Cependant, l'histoire des pays européens nous enseigne
qu'il existe des exceptions et des irrégularités par rapport à
la règle aujourd'hui admise de la formation des États-nations.
Ainsi, dans le cas espagnol, comme l'a montré José Alvarez-Junco,
une identité collective, pré-nationale,
a précédé la formation de l'identité nationale. Cette identité
collective, construite à l'époque moderne et renforcée lors des affrontements
contre des Français, des protestants ou des Turcs, composée d'éléments
ethniques et, surtout, religieux, n'a pas constitué l'identité nationale
à proprement parler.
Influencée, au début du XIXème siècle,
par des processus précoces de construction de mythologies nationales,
cette identité collective pré-nationale s'est avérée, paradoxalement,
relativement résistante au tendances homogénéisantes, présentes
dans d'autres pays d'Europe. Si une revalorisation romantique de
l'image de l'Espagne par des auteurs étrangers, ainsi que des tentatives
d'écriture d'une histoire nationale ont semblé ouvrir la voie à
des paradigmes nationalistes, d'autres facteurs
ont freiné ce développement: le déclin politique du pays au cours
du XIXème siècle, l'absence de mouvement
de "nationalisation de masses", liée à la non-participation de l'Espagne à des grands conflits internationaux, marquée au
contraire par des révoltes intérieures, et l'insuffisante généralisation
des structures éducatives et militaires. Ainsi, des grandes parties
de la société espagnole n'ont pas été touchées par la modernisation
ni par la nationalisation. C'est le XXème siècle
qui a vu le développement des nationalismes en Espagne, tant au
niveau central que régional, sur le fond de crises politiques, de
guerre civile et de dictature. L'intégration des structures européennes
et de l'OTAN semble clore ces chapitres isolationnistes.
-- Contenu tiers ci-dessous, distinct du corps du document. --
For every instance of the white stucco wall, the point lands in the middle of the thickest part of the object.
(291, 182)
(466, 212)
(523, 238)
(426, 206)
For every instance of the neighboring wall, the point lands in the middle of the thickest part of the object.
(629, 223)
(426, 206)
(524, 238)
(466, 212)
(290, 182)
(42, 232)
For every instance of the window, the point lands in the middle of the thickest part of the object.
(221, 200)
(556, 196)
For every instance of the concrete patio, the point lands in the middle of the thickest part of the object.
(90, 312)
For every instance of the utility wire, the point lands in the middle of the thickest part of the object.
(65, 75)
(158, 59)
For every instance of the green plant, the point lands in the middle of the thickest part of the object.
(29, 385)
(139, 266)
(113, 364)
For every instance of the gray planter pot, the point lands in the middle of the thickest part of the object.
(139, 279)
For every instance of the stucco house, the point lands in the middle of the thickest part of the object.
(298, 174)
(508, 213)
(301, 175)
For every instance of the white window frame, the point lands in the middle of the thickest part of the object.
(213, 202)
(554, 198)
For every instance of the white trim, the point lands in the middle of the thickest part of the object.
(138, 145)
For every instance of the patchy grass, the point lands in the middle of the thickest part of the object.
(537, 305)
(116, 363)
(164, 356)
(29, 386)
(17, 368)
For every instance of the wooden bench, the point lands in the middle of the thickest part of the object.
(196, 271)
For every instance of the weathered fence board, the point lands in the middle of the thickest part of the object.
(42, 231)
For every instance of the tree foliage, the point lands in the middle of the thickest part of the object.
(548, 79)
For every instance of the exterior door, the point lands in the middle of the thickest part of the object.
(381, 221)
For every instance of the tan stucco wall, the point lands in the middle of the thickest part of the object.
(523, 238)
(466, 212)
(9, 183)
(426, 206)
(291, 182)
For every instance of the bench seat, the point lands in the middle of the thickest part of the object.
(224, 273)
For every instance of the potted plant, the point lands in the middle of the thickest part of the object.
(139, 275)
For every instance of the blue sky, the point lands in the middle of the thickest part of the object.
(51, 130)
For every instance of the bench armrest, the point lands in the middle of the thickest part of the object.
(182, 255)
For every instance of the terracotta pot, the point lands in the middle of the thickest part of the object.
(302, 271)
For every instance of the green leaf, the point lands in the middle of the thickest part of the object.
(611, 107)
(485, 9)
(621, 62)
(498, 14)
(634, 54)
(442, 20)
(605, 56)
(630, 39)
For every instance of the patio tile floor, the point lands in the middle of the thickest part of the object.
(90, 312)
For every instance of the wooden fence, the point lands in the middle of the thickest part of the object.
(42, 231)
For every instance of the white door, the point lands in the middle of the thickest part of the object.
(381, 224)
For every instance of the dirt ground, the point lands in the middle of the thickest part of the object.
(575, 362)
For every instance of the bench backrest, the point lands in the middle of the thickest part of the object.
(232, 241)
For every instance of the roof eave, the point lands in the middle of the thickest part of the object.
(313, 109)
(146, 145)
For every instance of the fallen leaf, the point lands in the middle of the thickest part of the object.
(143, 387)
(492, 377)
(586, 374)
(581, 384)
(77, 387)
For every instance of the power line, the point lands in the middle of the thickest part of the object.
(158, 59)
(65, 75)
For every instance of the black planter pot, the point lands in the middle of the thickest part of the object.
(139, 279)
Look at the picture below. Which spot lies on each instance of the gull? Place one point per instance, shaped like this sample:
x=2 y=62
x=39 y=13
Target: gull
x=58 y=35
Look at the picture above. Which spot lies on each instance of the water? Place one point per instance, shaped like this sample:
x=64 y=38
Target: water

Diffusion du modèle européen
Mais la formation de l'identité nationale n'était pas limitée
aux pays d'Europe: au contraire, ainsi que l'a montré Nikita Harwich
sur l'exemple du Venezuela, les États d'Amérique Latine en formation
au XIXème siècle, ont importé des discours,
des symboles et des imaginaires nationaux, mais aussi des programmes
d'enseignement de l'histoire fondés sur le modèle républicain
d'une histoire patriotique, illustrée d'exemples édifiants. Ces
transferts ont donné lieu à
des importations et des adaptations conformes aux besoins
locaux de modèles européens,
tels que l'Antiquité classique ou la Révolution française
dans l'enseignement de l'histoire, ou encore, les boulevards haussmanniens
dans l'architecture des capitales sud-américaines.
Identité et changement
Ralph Grillo a, quant à lui, replacé les interrogations sur le concept
de l'identité dans une double perspective de changement.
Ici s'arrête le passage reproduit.